Her gamble paid off. Bet365 is now the world’s biggest online gaming and betting business – taking £20 billion in bets last year from seven million customers in 200 countries – and Ms Coates is one of the UK’s wealthiest businesswomen. According to Forbes, it emerged on Tuesday, her personal fortune is worth $1.6 billion.
And, according to Ms Coates, it’s all been achieved by sheer grit. In one of her rare interviews, she admits to being a “bossy” workaholic, working through the night in the early days to get Bet365 off the ground. Whatever you think of betting, there’s also something rather compelling about how Ms Coates has coupled the age-old industry of gaming with cutting-edge technology to create a goldmine. And what a success it has been – last year Bet365 made a £150 million profit – and that was after absorbing £31 million of losses from the family’s majority interest in Stoke.

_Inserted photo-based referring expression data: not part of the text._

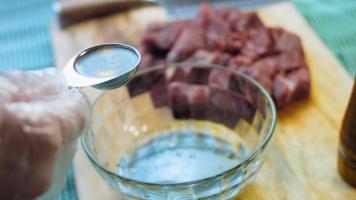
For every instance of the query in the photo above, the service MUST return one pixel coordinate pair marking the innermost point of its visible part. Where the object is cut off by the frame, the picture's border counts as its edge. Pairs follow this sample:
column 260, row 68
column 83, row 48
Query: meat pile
column 240, row 41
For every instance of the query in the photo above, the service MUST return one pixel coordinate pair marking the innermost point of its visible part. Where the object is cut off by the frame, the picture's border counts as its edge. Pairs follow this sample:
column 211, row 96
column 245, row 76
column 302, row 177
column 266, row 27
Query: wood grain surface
column 301, row 162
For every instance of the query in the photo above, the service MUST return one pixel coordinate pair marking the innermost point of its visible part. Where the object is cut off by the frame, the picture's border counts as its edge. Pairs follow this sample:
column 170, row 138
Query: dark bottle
column 347, row 147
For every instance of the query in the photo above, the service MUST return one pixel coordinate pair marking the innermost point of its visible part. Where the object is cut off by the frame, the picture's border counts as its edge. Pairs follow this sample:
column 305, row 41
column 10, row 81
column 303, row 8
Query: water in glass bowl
column 184, row 152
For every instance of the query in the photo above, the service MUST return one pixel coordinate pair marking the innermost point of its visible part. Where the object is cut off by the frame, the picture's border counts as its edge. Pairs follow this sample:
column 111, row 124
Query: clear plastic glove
column 40, row 121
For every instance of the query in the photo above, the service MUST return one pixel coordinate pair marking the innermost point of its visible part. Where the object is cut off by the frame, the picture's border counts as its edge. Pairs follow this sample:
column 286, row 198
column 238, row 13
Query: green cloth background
column 25, row 39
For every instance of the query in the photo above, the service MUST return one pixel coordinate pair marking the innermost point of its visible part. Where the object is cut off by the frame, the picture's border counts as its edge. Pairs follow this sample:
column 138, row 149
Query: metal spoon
column 104, row 66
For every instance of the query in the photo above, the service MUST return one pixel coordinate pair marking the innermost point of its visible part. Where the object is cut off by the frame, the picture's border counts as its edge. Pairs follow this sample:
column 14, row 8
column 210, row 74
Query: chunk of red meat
column 199, row 75
column 284, row 41
column 210, row 57
column 263, row 72
column 204, row 14
column 227, row 107
column 240, row 61
column 293, row 87
column 219, row 79
column 191, row 39
column 246, row 21
column 290, row 60
column 163, row 36
column 259, row 43
column 179, row 74
column 226, row 13
column 236, row 40
column 217, row 34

All bets now are on Stoke turning the corner after a disastrous run in the 1990s when her father – during an earlier spell as chairman – was vilified by the fans. All told, the family, which bought the club back in 2006, has now sunk £100 million into it – an investment on which Ms Coates is keen to see a payback.
More than half of the Bet365 goldmine is owned by Ms Coates, who with her husband, Richard Smith – also a Stoke director – recently adopted four young children from the same family. Last year she received pay and bonuses of £5.4 million, as well as her share of £15 million in dividends. After the payouts, the company was left with £430 million in cash reserves. It’s also been great for Stoke-on-Trent – nearly of all of its 2,500 employees are local – and new offices are being built on the site of Stoke’s local paper, The Sentinel, in the city centre.

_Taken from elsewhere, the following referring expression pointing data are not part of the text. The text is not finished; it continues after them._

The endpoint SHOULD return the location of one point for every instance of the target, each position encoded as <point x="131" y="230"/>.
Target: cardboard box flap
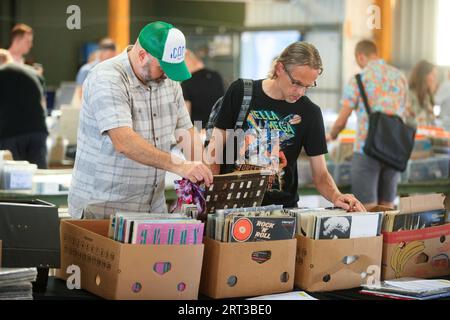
<point x="173" y="269"/>
<point x="248" y="268"/>
<point x="422" y="203"/>
<point x="414" y="235"/>
<point x="352" y="256"/>
<point x="115" y="270"/>
<point x="328" y="265"/>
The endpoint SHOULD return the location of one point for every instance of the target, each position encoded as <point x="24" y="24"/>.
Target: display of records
<point x="241" y="189"/>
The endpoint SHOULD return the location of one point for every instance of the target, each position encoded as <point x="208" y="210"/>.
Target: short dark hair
<point x="106" y="44"/>
<point x="366" y="47"/>
<point x="20" y="30"/>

Yet while Bet365’s television ads are familiar most of us have never heard of this driven entrepreneur who doesn’t even reveal her age. She likes it that way, too. Even in Stoke, she passes unnoticed, although her personalised Aston Martin must be a giveaway. What is known is that Ms Coates started working while at school in the cashiers’ department of her father’s betting shops, marking up bets, and later in accounts. After university, where she gained a first in econometrics and met her husband, she returned to the “pretty rubbish betting shops”, rising to become managing director in 1995, before going on to take over another chain.

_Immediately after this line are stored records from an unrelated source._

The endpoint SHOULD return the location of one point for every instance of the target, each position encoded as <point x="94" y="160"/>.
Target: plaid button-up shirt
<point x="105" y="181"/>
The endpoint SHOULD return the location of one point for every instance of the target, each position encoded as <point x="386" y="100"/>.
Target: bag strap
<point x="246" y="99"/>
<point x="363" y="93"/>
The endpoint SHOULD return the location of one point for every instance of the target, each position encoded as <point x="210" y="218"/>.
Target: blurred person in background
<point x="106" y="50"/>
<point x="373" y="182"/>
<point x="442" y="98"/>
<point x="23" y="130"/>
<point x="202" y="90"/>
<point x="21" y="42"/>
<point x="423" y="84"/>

Intensely private, she refuses all face-to-face interviews, preferring to correspond by email. Tellingly, she broke her own rule in one interview to correct the impression that it had been her father – who also owns the Lindleys Catering business – who founded and ran Bet365. Otherwise, she lives quietly with her family at a farmhouse next door to her father and mother at Sandbach, just outside Stoke. Not surprisingly, security guards were recently hired to protect the family home.
Locals say the last time they saw her publicly was with her father at Wembley in 2011 when Man City beat Stoke in the FA Cup final. After Saturday’s win, which ensured that Stoke avoid relegation, they hope she will be present at another final; even if she is only there to celebrate that more success means reduced losses.